(1956)
Dir - John Gilling
Overall: MEH
A mad scientist romp by director/co-writer John Gilling, The Gamma People has some interesting aspects despite being a typically over-talky, low-budget genre film. Shot on location in Austria and in development for a number of years with different actors attached at various points, it concerns a Ruritania-esque, isolated village/country overrun by a dictator in a castle who conducts experiments on the townsfolk which either mutates them into mindless underlings or enhances their brain capacity to genius levels. There is a post-war, Nazi undercurrent of artificially formulating the "ideal" dictator who will be driven by perfection and rule without sentimentality, a diabolical overview that is ultimately won over by an American journalist and his British photographer who arrive unexpectedly by chance to ultimately knock the whole house of cards operation down.
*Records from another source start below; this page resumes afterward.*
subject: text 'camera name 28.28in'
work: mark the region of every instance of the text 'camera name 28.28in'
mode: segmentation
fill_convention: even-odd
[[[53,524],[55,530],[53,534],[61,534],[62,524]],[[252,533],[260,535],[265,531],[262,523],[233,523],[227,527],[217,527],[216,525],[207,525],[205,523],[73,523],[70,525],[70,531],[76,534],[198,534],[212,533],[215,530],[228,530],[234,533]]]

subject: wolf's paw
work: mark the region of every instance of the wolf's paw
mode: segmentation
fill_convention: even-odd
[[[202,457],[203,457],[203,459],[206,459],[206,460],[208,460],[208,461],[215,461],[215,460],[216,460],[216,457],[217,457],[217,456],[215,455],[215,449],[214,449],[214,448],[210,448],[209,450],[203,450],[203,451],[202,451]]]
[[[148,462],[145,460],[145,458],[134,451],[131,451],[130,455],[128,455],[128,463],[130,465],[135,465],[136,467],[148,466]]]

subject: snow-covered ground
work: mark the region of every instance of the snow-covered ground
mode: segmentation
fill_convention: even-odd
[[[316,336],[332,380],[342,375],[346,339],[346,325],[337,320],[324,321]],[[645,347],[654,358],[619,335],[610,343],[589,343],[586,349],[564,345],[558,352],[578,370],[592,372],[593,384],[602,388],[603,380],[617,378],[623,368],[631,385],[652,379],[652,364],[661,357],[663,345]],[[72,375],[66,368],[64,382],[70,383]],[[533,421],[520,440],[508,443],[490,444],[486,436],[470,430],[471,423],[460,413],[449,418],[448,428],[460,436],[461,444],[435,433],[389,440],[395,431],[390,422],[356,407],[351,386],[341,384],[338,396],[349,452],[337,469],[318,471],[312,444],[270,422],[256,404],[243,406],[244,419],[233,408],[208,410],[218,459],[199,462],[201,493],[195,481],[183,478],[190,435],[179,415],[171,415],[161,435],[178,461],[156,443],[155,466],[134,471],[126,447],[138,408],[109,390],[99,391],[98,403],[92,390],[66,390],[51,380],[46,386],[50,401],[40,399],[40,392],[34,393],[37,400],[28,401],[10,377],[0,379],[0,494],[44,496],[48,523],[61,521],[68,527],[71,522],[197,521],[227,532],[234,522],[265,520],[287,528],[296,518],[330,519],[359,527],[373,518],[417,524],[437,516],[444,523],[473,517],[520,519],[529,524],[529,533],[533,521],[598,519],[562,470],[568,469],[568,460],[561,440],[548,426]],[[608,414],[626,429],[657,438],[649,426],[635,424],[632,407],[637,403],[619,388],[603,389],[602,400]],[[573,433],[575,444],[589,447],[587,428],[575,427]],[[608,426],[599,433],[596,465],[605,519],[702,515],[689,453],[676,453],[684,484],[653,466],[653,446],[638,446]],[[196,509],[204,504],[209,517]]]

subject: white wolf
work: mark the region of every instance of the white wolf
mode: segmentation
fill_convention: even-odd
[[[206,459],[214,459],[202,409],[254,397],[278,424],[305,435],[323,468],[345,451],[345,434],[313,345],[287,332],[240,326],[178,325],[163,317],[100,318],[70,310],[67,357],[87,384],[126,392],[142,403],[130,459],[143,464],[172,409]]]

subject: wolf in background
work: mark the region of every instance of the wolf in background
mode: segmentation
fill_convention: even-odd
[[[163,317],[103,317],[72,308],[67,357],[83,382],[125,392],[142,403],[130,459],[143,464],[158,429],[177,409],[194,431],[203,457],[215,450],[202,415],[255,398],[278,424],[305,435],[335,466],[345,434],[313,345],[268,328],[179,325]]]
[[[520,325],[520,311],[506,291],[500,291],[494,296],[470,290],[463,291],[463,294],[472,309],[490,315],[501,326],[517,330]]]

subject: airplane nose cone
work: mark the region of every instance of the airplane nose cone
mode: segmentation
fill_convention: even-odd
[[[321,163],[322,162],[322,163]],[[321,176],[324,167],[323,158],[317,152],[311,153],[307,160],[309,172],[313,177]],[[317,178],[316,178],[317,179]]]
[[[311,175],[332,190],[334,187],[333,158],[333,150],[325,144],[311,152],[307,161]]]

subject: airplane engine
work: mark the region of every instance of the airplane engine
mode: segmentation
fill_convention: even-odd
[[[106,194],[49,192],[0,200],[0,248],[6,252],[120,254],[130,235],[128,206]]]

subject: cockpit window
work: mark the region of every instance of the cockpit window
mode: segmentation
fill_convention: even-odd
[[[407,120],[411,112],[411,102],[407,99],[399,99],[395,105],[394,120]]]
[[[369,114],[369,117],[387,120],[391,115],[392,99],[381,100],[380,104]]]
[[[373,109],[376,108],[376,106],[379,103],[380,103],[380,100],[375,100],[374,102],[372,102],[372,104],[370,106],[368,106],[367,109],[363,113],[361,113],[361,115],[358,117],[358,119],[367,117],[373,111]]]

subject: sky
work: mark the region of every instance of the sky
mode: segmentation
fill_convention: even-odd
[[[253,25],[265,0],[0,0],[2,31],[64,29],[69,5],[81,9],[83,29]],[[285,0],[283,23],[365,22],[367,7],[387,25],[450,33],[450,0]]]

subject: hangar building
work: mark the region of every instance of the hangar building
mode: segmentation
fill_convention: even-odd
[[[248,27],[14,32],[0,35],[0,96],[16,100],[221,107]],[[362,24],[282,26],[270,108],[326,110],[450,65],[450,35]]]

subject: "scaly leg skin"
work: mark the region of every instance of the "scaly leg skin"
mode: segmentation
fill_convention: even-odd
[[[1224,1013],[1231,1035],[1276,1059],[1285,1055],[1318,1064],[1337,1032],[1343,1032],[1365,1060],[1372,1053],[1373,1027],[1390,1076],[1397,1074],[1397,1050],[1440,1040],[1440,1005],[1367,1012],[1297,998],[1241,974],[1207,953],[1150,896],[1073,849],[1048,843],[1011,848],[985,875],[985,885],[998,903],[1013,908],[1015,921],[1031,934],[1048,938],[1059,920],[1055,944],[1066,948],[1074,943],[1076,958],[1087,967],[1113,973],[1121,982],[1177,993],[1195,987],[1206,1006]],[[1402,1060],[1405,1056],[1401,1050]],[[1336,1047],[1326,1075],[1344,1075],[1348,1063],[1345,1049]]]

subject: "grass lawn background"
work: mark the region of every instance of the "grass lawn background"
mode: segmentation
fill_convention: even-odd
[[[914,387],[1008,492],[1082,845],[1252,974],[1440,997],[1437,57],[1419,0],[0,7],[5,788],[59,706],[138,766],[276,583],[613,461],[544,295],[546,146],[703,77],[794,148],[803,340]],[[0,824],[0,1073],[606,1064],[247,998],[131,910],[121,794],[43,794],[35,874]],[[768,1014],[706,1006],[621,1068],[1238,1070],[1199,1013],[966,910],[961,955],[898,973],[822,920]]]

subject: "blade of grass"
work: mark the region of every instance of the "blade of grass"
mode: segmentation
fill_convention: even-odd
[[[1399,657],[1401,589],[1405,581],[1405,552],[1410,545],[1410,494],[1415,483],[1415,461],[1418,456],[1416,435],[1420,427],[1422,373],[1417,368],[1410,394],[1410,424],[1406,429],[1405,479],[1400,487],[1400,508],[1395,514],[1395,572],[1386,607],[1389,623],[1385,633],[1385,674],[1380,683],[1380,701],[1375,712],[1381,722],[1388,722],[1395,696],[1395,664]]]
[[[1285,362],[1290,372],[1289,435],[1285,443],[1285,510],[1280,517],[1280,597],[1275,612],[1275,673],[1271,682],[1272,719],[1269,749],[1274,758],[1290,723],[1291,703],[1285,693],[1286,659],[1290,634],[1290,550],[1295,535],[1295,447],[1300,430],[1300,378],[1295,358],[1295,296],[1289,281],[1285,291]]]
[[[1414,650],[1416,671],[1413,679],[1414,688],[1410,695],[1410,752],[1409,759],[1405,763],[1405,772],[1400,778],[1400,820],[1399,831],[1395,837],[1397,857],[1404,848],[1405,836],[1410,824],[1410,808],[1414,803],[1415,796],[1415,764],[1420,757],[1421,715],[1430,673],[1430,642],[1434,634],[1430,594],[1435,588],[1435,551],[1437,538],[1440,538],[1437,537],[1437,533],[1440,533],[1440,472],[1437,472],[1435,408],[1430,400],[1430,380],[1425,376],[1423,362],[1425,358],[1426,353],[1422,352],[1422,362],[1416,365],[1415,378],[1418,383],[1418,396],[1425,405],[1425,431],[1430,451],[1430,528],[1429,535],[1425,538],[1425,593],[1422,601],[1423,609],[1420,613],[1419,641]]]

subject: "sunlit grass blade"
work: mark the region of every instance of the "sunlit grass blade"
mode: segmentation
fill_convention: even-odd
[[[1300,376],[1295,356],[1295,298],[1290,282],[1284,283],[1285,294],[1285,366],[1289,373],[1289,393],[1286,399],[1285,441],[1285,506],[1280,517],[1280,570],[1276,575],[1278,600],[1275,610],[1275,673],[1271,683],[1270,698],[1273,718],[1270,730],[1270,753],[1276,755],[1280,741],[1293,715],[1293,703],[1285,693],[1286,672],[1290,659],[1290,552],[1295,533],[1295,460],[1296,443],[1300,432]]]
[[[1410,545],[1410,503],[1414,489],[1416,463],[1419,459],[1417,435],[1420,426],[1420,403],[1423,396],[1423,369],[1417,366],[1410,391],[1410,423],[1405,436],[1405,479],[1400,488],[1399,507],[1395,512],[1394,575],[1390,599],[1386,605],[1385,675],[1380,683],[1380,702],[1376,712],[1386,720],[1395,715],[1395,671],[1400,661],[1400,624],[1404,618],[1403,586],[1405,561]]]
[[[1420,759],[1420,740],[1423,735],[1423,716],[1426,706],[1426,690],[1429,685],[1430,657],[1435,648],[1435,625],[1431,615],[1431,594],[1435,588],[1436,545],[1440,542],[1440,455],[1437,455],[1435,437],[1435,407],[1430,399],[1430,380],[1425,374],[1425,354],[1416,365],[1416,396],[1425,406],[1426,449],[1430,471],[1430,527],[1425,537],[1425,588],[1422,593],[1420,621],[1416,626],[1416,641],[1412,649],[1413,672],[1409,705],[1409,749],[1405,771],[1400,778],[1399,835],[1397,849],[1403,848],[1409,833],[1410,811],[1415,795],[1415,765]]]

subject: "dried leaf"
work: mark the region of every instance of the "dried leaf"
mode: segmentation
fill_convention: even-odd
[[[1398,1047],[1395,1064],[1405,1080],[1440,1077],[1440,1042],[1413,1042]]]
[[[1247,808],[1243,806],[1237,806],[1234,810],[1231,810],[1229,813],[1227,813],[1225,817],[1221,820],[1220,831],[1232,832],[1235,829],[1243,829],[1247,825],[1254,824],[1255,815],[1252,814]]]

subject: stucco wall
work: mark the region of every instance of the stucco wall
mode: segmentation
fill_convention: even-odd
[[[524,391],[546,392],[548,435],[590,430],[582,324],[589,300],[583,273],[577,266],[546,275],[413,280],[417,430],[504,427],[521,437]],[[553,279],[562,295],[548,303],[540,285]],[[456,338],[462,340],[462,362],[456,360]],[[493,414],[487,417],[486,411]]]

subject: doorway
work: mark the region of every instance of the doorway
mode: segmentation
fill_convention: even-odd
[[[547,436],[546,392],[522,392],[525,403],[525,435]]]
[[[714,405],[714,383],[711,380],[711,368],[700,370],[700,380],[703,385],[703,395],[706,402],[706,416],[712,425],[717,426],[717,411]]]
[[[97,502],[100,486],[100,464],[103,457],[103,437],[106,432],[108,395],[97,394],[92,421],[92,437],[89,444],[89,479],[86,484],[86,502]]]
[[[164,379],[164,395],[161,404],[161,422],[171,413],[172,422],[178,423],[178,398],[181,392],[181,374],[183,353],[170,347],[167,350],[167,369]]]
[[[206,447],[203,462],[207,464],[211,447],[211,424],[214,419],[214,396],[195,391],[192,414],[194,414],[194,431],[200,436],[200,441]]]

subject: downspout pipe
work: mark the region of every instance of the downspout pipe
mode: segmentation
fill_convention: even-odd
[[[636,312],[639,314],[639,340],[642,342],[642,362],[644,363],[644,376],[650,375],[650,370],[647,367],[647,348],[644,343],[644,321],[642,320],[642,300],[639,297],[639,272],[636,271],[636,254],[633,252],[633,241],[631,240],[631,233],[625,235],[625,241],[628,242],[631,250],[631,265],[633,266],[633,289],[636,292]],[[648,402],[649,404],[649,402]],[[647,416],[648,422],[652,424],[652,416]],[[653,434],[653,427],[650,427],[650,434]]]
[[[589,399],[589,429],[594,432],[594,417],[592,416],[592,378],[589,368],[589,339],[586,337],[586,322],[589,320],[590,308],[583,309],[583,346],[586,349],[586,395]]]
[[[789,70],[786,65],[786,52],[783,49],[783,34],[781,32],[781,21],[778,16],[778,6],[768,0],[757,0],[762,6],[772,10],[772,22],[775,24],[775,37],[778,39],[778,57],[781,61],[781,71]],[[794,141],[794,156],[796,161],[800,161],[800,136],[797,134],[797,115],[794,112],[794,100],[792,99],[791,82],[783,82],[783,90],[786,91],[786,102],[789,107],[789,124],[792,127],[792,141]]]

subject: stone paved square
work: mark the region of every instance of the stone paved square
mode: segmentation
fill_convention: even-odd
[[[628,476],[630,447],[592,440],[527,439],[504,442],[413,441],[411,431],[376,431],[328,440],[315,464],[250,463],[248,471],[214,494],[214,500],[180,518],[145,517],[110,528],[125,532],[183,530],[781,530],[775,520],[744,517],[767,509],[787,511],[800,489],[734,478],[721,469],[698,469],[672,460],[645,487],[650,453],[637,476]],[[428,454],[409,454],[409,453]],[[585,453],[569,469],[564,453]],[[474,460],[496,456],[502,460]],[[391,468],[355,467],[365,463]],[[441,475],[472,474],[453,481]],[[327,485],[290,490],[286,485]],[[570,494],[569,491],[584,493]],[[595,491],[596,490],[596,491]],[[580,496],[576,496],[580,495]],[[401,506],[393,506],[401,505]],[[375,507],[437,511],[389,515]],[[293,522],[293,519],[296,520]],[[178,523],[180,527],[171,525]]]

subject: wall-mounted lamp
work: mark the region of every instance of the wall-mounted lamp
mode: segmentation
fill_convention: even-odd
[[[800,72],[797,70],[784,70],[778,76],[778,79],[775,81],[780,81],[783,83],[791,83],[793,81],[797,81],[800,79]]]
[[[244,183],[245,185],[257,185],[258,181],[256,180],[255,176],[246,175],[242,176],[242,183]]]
Things never get that intense as it has more of a jovial tone than anything else and the action is kept to a detrimental minimum where the locals are either haplessly oblivious as to what is going on, in cahoots with what is going on, or afraid to talk about what is going on. All of this gives it a repetitive feel that makes the inevitable conclusion, (which, granted, is more excitable than the rest of the movie), still not as gripping as it should be.
(1957)
Dir - Alfred Shaughnessy
Overall: MEH
Ex-Nazis up to no good as always in Escapement, (The Electric Monster), a talky yet moderately enjoyable thriller with a pseudo-science angle. Some of the components are quirky such as the surreal dream sequences, (which were choreographed by ballet dancer David Paltenghi); dream sequences that are filmed by a psychiatric clinic in order to beam into patient's brains for either soothing, therapeutic purposes or diabolical mind control ones, depending on which character is calling the shots. Little of it makes logical or scientific sense of course and the film's villain is too needlessly one-note and the hero too square-jawed and boring to make for much engagement. There also is not much of a mystery from science fiction author Charles Eric Maine's script as we get an explanation as to what is going on pretty early and then it just becomes a sluggish waiting game for the bad guy to get his comeuppance while the good guy gets the beautiful girl who is more than twenty years younger than him. On the plus side, the electronic soundtrack by John Simmons is unique for its time and creates an appropriate, eerie mood even if the actual narrative fails to muster the right sinister intrigue.